For starters, how about considering the availability to deduct the interest cost on the loan. Interest on loans is deductible if borrowed funds are used to generate income from business or property or to pay a corporate dividend. In the personal borrowing scenario, interest deductibility is only available if funds are used for investments/business purposes and not to supplement personal income. In contrast, interest deductibility can be available in a corporate borrowing scenario, even if funds are used to pay a dividend to a shareholder, regardless how the funds are eventually used (lifestyle or investments). Assuming the scenario where funds are needed for personal lifestyle goals, the corporate borrowing with payment of dividend to shareholder with interest deductibility will likely produce the same after-tax income as the personal borrowing scenario. The question then becomes, can the corporation take advantage of the interest deduction? Will the corporation generate taxable income from other investments/business to use the deduction against?

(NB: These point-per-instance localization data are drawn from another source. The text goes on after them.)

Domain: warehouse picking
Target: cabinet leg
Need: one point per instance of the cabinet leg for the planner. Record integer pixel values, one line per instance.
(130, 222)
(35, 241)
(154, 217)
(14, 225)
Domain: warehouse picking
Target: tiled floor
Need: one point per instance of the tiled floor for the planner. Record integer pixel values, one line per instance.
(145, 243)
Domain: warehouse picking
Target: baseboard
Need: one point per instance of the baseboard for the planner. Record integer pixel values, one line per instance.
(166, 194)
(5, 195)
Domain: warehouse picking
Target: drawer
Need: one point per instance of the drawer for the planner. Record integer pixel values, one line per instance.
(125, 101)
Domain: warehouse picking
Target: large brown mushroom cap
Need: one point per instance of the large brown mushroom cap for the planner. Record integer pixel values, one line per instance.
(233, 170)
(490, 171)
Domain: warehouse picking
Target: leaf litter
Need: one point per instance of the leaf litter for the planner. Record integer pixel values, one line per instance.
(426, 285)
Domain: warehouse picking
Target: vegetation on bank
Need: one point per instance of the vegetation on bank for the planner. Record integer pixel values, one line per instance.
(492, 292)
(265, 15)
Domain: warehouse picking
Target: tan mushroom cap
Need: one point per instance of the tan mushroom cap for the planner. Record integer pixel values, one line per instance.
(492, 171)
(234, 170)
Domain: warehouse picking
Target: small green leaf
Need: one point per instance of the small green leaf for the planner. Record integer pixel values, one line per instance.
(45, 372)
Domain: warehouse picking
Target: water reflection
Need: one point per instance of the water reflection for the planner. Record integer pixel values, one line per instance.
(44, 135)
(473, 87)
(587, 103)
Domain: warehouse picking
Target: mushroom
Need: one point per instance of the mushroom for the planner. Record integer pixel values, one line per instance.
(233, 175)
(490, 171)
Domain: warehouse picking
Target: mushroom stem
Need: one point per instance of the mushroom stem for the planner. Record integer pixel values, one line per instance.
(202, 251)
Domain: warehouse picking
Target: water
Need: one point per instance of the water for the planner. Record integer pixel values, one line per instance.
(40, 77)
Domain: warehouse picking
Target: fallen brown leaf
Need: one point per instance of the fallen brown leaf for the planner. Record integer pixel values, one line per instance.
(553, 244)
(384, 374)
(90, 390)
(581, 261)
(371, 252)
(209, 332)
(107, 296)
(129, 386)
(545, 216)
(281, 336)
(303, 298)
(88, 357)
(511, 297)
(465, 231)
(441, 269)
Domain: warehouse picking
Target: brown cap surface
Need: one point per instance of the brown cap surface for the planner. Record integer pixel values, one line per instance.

Probably one of the most understated components between the two options is the issue regarding the guarantor fee. In a personal borrowing scenario, to head off any tax challenges from CRA on the benefit the shareholder derives from using a corporate asset (life insurance policy), a guarantor fee needs to be established. This additional fee is paid to the corporation to compensate it for the risk assumed when pledging the assets for a shareholder personal loan. If the cost is treated as a shareholder benefit rather than being actually paid to the corporation, the cost would be the tax charge on the guarantor fee benefit. If the guarantor fees are paid by the shareholder to the corporation, there would also be an impact on the share values as those funds accumulate in the company. There are different schools of thought on what value to give this guarantor fee (1% or 2% of the outstanding loan, etc.). Regardless of what it is, it’s a necessary requirement that needs to be addressed and will eventually erode the initial advantages that the personal borrowing had in producing a higher after-tax income.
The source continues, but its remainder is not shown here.